Just as we examine companies each week that may be rising past their fair value, we can also find companies trading at what may be bargain prices. While many investors would rather have nothing to do with companies wallowing at 52-week lows, I think it makes a lot of sense to determine whether the market has overreacted to a company's bad news, just as we often do when the market reacts to good news.
Here's a look at three fallen angels trading near their 52-week lows that could be worth buying.
Planting the seed
Sometimes your crop of investments just doesn't grow as expected.
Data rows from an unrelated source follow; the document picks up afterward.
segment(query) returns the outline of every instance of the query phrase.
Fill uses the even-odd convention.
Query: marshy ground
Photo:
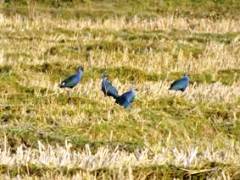
[[[240,2],[6,1],[1,178],[239,179]],[[69,94],[58,84],[77,66]],[[100,91],[107,72],[123,109]],[[190,87],[169,92],[188,72]]]

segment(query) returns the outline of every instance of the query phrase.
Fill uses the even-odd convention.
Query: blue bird
[[[123,93],[121,96],[118,96],[116,98],[116,103],[119,104],[120,106],[123,106],[124,108],[128,108],[134,101],[135,97],[136,92],[134,89],[131,89]]]
[[[171,84],[169,90],[183,92],[188,87],[188,85],[189,85],[189,77],[187,74],[184,74],[181,79],[178,79]]]
[[[79,66],[77,68],[77,72],[74,75],[71,75],[67,79],[62,81],[59,84],[59,87],[60,88],[73,88],[73,87],[75,87],[80,82],[80,80],[82,79],[83,72],[84,72],[83,67]]]
[[[117,89],[107,79],[107,76],[105,74],[102,75],[102,91],[105,96],[111,96],[114,99],[116,99],[118,97]]]

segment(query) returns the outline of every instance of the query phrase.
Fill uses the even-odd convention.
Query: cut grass
[[[239,175],[237,1],[29,2],[1,5],[2,174]],[[58,83],[79,65],[84,77],[69,95]],[[104,97],[104,72],[120,94],[138,89],[130,109]],[[169,92],[184,73],[189,89]]]

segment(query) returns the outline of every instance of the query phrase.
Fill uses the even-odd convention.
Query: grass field
[[[239,1],[0,6],[1,179],[240,178]],[[69,99],[58,84],[79,65]],[[138,89],[130,109],[103,72]]]

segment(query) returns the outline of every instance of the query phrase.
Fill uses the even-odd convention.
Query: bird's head
[[[102,78],[102,79],[107,79],[107,74],[106,74],[106,72],[102,73],[101,78]]]
[[[77,68],[77,72],[83,72],[84,71],[84,69],[83,69],[83,67],[82,66],[79,66],[78,68]]]
[[[184,73],[184,74],[183,74],[183,77],[184,77],[184,78],[188,78],[188,79],[189,79],[189,74],[187,74],[187,73]]]

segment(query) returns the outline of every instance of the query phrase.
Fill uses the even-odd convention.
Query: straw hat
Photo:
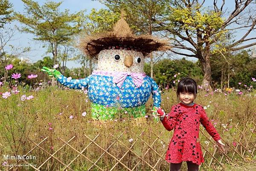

This has been the case this year with fertilizer producers of all forms. A tough global growth environment, the end of a major fertilizer cartel in Russia, and uncooperative input costs have pressured profits across the board, whether one is discussing phosphate or nitrogen-based producers. In the past couple of days this has caused the floor to finally fall out from under nitrogen-based fertilizer products maker Terra Nitrogen (NYSE:TNH).
A lot of eyes in this sector are squarely on CF Industries (NYSE:CF), the 800-pound gorilla that dictates how the sector performs. CF, which makes both nitrogen and phosphate fertilizer products, noted in its third-quarter report that net sales dropped 19%. Net income fell a more dramatic 42% as prices dropped steeply from the year-ago period, including nitrogen-based granular urea, which fell 28% in price per ton.
Although no specific news has highlighted Terra Nitrogen's tumble, it's possible that emotional traders are jumping ship, given CF's unimpressive results. As for me, I'd take advantage of what could be an overreaction and dip my toes into the fertilizer market.
It could be a few quarters before fertilizer supply normalizes due to Uralkali's break from the cartel, but it seems silly to imagine that fertilizer demand will slump for too much longer, given that farmers are desperate to improve crop yield and millions of people around the world are starving. If there were ever a play on paper that made a world of sense, it's the fertilizer industry. Furthermore, as a master-limited partnership, Terra Nitrogen pays out a premium sector dividend that currently yields 4.7% -- more than $8 per share!
I'm not brave enough to call a bottom in fertilizer prices here, but I'd certainly suggest that it could be time to start planting some bullish seeds with Terra Nitrogen.
Double down on this rental giant
When you've been doing this weekly series as long as I have, you're bound to come across a few duplicate picks. That's what we have here today with residential REIT AvalonBay Communities (NYSE:AVB).
AvalonBay tends to cater to a slightly more affluent rental consumer than the majority of its peers. Under normal circumstances you might think that would hurt its occupancy rate relative to cheaper apartment-home communities, but it has actually provided AvalonBay with some of the highest occupancy rates, best tenants, and lowest turnover in the industry.
At last check in the third-quarter, AvalonBay delivered funds from operations of $1.18 per share, topping Wall Street's expectations despite a year-over-year decline (which was due to the absence of property sales). Overall economic occupancy increased 0.2%, and the company delivered a 4.4% increase in overall rental revenue.
"So why is everyone so glum on AvalonBay?" you ask. The reason is primarily interest rates. Low lending rates spur home-buying, which is not what AvalonBay, an operator of nearly 82,600 apartment homes, wants to see. If rates stay low, it could pressure the company's rental revenue growth.
However, the way I see it -- and this is the reason I made AvalonBay a Basic Needs portfolio selection earlier this year -- interest rates have nowhere to go but up. U.S. consumers have already showed us how spoiled they've become with historically low lending rates by sending mortgage loan originations down 60% from their peak since May. Rates overall are up less than 100 basis points from their lows in May, which by all standards is amazing, yet prospective home-buyers are sitting on their hands. That bodes well for the rental market and AvalonBay's future FFO growth.
A "precious" ETF
As some of you may know, I'm a bit of a skeptic -- and with that skepticism comes a love of hedging my bets.
Over the past year precious metals have been an awful investment, with high-growth technology and health care names soaring to the upside while commodity prices have sunk. Furthermore, with physical gold and silver not paying shareholders any dividends, the recent low-interest-rate environment has kept income seekers away from owning any of these physical metals.
However, I would suggest that now could be the perfect opportunity to take a closer look at the PowerShares DB Precious Metals ETF (NYSEMKT:DBP), which is invested in physical gold and silver at roughly an 80-20 ratio.
One reason I believe this ETF would make for a smart play is simply our precipitous market uptrend. No market goes straight up without a correction, and metal stocks generally feed off of investor fear. An ETF like this could make for a perfect hedge.
On the flip side, though, you would think that the physical demand for metals like gold and silver for conductive purposes would grow along with demand for mobile devices. We don't often think of supply and demand creeping into the equation when it comes to gold and silver, but it can indeed play a role in pricing.
This week's theme is planning for the future. Clearly there are headwinds working against all three companies above. However, the horizon shows plenty of catalysts that could make all three intriguing buys.